In this collaborative coding project, we aim to develop accurate stroke prediction models using machine learning techniques. Our dataset encompasses various essential features, including age, gender, BMI, average glucose level, work type, and smoking status. To achieve reliable predictions, we perform data preprocessing, outlier detection, feature selection, and model training. Through this project, we showcase the practical application of machine learning techniques in stroke prediction, providing valuable insights for early detection and prevention. Our ultimate goal is to accurately identify individuals at risk, contributing to improved healthcare outcomes.

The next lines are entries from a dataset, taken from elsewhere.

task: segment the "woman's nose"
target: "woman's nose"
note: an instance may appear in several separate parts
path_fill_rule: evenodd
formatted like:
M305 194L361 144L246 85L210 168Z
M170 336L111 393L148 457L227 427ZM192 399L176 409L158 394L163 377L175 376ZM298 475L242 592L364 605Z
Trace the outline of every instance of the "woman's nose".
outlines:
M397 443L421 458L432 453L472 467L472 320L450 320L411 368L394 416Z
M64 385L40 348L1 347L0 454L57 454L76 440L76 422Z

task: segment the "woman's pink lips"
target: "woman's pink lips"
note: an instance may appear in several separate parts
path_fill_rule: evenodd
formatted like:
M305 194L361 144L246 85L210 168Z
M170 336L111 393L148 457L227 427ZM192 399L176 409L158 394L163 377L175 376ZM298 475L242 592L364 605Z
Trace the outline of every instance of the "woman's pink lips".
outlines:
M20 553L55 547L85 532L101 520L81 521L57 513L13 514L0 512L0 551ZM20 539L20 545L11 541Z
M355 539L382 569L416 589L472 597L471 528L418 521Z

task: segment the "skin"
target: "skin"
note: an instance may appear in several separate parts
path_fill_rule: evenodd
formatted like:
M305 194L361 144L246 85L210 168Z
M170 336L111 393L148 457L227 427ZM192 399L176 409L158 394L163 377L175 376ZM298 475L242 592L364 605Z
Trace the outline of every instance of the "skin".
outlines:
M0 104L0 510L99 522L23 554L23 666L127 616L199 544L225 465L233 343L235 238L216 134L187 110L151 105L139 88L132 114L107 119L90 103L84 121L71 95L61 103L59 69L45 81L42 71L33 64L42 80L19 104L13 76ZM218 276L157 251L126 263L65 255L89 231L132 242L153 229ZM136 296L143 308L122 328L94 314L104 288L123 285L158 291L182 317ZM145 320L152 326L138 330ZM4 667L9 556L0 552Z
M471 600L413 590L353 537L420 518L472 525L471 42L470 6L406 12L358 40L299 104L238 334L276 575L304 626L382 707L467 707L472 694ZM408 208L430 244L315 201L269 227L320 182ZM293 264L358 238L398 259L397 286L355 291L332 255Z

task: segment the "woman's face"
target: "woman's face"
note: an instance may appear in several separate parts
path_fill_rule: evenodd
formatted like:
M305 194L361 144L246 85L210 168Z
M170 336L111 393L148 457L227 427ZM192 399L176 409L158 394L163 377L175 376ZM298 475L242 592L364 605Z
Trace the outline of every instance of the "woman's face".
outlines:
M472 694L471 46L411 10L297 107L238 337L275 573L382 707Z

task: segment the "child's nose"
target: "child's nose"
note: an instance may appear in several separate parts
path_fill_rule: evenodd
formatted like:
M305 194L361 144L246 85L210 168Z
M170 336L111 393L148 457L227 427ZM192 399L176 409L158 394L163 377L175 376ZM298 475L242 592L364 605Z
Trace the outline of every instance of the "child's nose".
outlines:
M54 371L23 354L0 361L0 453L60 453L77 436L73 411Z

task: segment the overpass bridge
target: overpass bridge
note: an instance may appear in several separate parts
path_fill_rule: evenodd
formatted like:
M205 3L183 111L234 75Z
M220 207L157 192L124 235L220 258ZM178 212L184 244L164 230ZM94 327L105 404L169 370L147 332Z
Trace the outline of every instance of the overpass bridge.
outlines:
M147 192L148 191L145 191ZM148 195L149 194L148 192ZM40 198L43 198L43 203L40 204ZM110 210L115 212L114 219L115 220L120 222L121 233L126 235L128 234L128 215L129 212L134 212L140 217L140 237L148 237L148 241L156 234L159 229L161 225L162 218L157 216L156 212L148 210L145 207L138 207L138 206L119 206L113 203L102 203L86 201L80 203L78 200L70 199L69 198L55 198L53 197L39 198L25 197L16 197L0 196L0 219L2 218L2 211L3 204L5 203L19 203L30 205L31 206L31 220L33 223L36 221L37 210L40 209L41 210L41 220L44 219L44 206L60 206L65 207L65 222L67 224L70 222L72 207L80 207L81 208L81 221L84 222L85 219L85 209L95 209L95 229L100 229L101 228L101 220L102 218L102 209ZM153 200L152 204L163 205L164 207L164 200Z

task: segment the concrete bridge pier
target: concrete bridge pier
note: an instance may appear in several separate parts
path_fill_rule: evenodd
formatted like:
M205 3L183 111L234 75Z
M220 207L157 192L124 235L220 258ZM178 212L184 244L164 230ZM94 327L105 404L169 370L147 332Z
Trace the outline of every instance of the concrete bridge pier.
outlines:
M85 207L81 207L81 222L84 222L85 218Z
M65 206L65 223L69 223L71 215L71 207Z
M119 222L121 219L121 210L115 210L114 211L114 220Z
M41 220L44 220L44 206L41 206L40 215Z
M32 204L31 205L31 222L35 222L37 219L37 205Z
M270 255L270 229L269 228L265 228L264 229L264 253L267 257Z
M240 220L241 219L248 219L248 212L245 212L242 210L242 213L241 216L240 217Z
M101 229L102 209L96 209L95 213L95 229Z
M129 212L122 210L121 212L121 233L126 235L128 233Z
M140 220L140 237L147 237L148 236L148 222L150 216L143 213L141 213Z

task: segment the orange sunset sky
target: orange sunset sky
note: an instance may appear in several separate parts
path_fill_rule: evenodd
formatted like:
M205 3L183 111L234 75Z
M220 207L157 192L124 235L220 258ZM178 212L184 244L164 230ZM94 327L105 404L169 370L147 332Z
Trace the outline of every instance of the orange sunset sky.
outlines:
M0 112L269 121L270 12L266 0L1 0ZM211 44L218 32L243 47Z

First you need to clone the repository:
git clone https://github.com/ain2002-project/ain2002-project
cd ain2002-project
The codes for this project has been developed and tested on Python version 3.7.12
. We have added a .python-version
file to the repository to ensure that the correct version of Python is used. We recommend using pyenv
to manage your Python versions. If the python 3.7.12
is installed in your system, you can skip the following steps.
Install python 3.7.12
using pyenv
:
pyenv install 3.7.12
We should create a virtual environment so that the packages installed for this project do not interfere with the packages installed in the system. To create a virtual environment, run the following command in the root directory of the repository:
python -m venv .venv
.venv/bin/activate
To install the required packages, run the following command in the root directory of the repository:
pip install -r requirements.txt
You can also run the notebook on the Kaggle. The notebook is available here.
To run the codes on the Kaggle, you need to add this competition dataset by kaggle and this dataset by fedesoriano in the data section in the right panel. We have already uploaded these datasets to our kaggle notebook.
If you want to download the data locally, you can download the datasets from kaggle by hand or you can use these commands (this will require you to be authenticated):
kaggle competitions download -c playground-series-s3e2
kaggle datasets download -d fedesoriano/stroke-prediction-dataset
And unzip them:
unzip stroke-prediction-dataset.zip -d data
unzip playground-series-s3e2.zip -d data/playground-series-s3e2
You can run the notebook on any jupyter server (vscode, jupyterlab, by jupyter notebook command, etc.)). If you are using the local environment, you can run the notebook by running the following command in the root directory of the repository:
jupyter notebook
You can run the codes as python files. They are essentially same with the notebook but with less output and no plots. You can run the codes by running the following command in the root directory of the repository:
python train.py
This will train and save 3 models that can be used in evaluation and inference.
The evaluation script runs evaluation metrics on the validation dataset and makes inference on the competition dataset. You can run it by
python evaluate.py
And if you want to see the submission score on kaggle, you can run the following command to upload the submission file:
kaggle competitions submit -c playground-series-s3e2 -f submission.csv -m "Message"
If everything goes well, you should get a 0.89624
private score.
Pretrained models will be generated and saved in models
folder. Also we have shared the models folder in a github release.